Et si les appels d’intérêt ne reçoivent aucune réponse, qu’adviendra-t-il des collections ? Radio-Canada refuse de spéculer. « On est certain de trouver des partenaires, dit Marc Pichette. C’est une collection qui est unique, on s’entend, c’est sûr que ça va intéresser des institutions. »

3 commentaires
  • Philippe Dubé - Abonné 13 décembre 2017 09 h 32

    Les musées ont le dos large, mais ...

    Radio-Canada s'apprête à larguer son patrimoine pour être plus allège dans son fonctionnement. Les raisons évoquées sont faciles à comprendre quand on reste sur le terrain de la logistique. Mais, du point de vue symbolique, le geste est grave puisqu'il s'agit de se départir de son fonds, pour ne pas dire de son âme. Cette situation ressemble à bien des égards à une vente de feu où l'on doit vider en toute urgence des espaces qui seront bientôt désuets. Comment Radio-Canada n'a pas vu venir la "tempête" et planifier en conséquence cet élagage qui semble aujourd'hui se faire dans la hâte. La muséologie comme l'archivistique sont des sciences de gestion du patrimoine qui sont enseignées dans toutes les universités québécoises (ou presque) et forment conséquemment des professionnel(le)s de 2e cycle qui savent faire face à ces situations d'urgence. Au lieu de procéder à la va-comme-je-te-pousse en faisant un appel public à qui mieux-mieux et veut bien accueillir ces collections demain orphelines, il aurait été plus conséquent de planifier ce vidage en présentant divers scénarios avec des ententes préliminaires à la clé. Tout ceci a l'apparence d'un cafouillage adminsitratif de première où l'on présume que des organismes à but non lucratif ou des musées vont se porter volontaires pour acquérir et prendre sous leurs ailes (déjà fragiles) un bien culturel d'une immense valeur et qui risque demain de se retrouver éparpillé, ici et là, sur la planète Musée. Il est regrettable que nous en soyons là à quelques deux ans (2020) de l'intégration d'un nouvel édifice (réduction de 40% du volume). Ça ressemble à de l'improvisation et pour une grande institution comme Radio-Canada, c'est inacceptable.

  • Gilles Gagné - Abonné 13 décembre 2017 19 h 56

    D'une part on dit: ''Il n’y aura « absolument pas » de vente, assure Marc Pichette,membre du Comité de gestion du patrimoine de la boîte'' et d'autre part: ''On n’est pas en train de se défaire de nos collections, on est en train, avec des appels d’intérêts, de trouver graduellement des acquéreurs qui vont s’en occuper et qui vont quand même nous permettre d’y avoir accès''

    Il faudra que M. Pichette nous dise réellement ce qu'il veut faire parce que Acquérir c'est: Devenir propriétaire d'un bien...

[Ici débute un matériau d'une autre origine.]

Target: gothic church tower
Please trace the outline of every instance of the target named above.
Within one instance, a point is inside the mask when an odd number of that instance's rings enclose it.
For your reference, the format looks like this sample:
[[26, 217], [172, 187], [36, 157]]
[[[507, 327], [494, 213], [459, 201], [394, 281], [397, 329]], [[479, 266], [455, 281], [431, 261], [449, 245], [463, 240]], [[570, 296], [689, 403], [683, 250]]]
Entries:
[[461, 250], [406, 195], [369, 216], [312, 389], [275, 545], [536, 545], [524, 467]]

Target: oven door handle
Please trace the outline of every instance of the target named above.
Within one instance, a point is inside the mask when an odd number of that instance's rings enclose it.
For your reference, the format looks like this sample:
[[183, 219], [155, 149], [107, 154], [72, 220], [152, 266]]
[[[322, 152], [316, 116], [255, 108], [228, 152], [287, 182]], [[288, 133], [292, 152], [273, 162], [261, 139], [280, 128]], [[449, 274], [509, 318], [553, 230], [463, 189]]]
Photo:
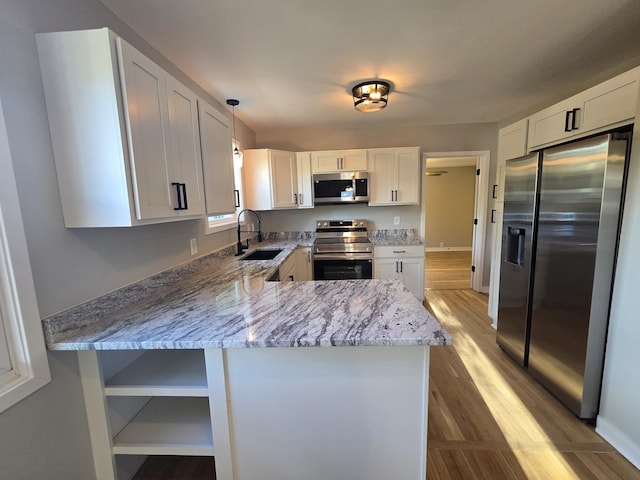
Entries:
[[368, 254], [358, 254], [358, 253], [352, 253], [352, 254], [325, 254], [325, 253], [316, 253], [313, 256], [313, 260], [315, 262], [320, 262], [322, 260], [369, 260], [372, 261], [373, 257]]

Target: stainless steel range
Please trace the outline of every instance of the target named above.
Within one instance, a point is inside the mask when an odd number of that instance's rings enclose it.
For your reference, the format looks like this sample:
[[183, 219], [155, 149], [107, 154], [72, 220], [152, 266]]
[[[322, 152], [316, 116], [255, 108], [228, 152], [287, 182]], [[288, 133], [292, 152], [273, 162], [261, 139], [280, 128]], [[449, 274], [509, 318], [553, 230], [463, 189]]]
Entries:
[[373, 278], [373, 245], [367, 235], [366, 220], [318, 220], [313, 279]]

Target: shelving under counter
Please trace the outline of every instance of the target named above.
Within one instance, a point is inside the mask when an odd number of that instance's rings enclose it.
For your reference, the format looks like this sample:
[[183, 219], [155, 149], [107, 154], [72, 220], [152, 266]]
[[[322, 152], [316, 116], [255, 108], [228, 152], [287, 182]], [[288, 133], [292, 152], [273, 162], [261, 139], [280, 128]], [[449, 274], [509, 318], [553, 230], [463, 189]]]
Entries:
[[49, 348], [79, 350], [99, 480], [157, 454], [213, 456], [219, 480], [424, 479], [429, 349], [448, 333], [398, 281], [266, 282], [299, 244], [47, 319]]

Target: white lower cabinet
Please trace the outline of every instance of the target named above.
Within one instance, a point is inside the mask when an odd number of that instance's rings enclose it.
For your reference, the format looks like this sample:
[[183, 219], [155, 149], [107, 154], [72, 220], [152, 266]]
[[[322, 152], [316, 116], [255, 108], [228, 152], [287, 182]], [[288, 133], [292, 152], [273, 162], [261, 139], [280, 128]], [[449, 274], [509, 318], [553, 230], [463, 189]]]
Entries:
[[221, 350], [78, 355], [98, 480], [128, 480], [148, 455], [215, 456], [231, 478]]
[[422, 301], [424, 299], [424, 246], [376, 246], [373, 249], [373, 278], [400, 280]]
[[294, 252], [296, 256], [294, 278], [298, 282], [313, 280], [313, 253], [311, 250], [310, 247], [298, 247]]

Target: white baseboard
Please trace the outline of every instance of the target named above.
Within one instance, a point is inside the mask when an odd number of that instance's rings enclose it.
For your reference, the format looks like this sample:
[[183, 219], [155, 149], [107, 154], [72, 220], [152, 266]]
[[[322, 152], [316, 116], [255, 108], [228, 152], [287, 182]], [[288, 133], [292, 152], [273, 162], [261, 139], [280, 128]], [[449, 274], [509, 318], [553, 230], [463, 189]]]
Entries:
[[470, 252], [471, 247], [427, 247], [427, 252]]
[[598, 416], [596, 420], [596, 433], [609, 442], [636, 468], [640, 468], [640, 445], [634, 443], [627, 434], [601, 416]]

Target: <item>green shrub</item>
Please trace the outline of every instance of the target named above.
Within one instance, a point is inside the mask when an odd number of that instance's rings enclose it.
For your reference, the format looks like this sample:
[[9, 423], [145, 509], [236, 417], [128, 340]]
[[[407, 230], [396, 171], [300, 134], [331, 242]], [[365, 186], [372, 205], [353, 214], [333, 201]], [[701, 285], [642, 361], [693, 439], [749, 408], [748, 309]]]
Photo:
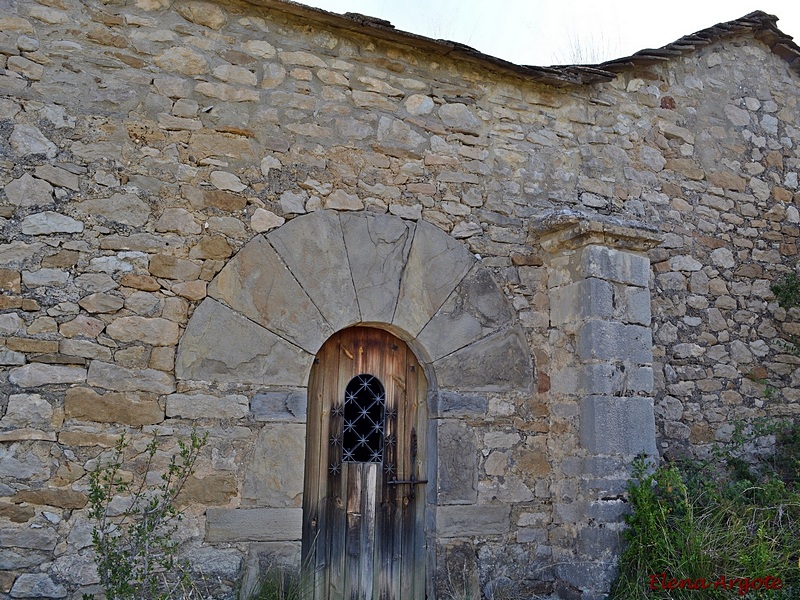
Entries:
[[[155, 434], [145, 450], [146, 463], [138, 481], [122, 477], [125, 450], [120, 436], [111, 460], [89, 475], [89, 518], [94, 522], [97, 570], [107, 600], [167, 600], [191, 596], [188, 565], [177, 559], [174, 538], [181, 514], [175, 506], [194, 470], [208, 435], [193, 431], [189, 443], [178, 442], [159, 484], [147, 484], [158, 451]], [[115, 510], [112, 501], [126, 497], [127, 508]], [[87, 596], [84, 596], [87, 600]]]
[[[635, 461], [612, 598], [730, 598], [778, 578], [780, 590], [758, 593], [800, 598], [800, 428], [782, 427], [774, 454], [748, 462], [743, 449], [769, 428], [751, 430], [737, 426], [707, 461]], [[670, 580], [683, 587], [664, 589]]]

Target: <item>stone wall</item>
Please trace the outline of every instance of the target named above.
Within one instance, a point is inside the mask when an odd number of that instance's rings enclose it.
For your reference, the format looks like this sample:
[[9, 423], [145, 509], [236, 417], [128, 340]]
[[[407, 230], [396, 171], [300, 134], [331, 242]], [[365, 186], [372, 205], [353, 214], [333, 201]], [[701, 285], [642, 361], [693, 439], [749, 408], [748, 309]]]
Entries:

  • Hélène Rochette - Abonné 14 décembre 2017 11 h 16

    Incroyable

    Encore une autre situation où notre diffuseur public délaisse ses responsabilités. Comment pourra-t-il gérer ce patrimone répartit un peu partout à Montréal et peut-être même à l'extérieur de Montréal? On vend la tour de Radio-Canada, on s'installe dans plus petit, on ne fait plus de production qu'on donne à contrat et dont la SRC n'est plus propriétaire ce qui signifie qu'il n'y a plus d'archivage de ces productions. J'aimerais bien savoir où sont allés les 600 quelques millions que la SRC a reçu du fédéral. Probablement pour des variétés comme les quiz et pour TLMP.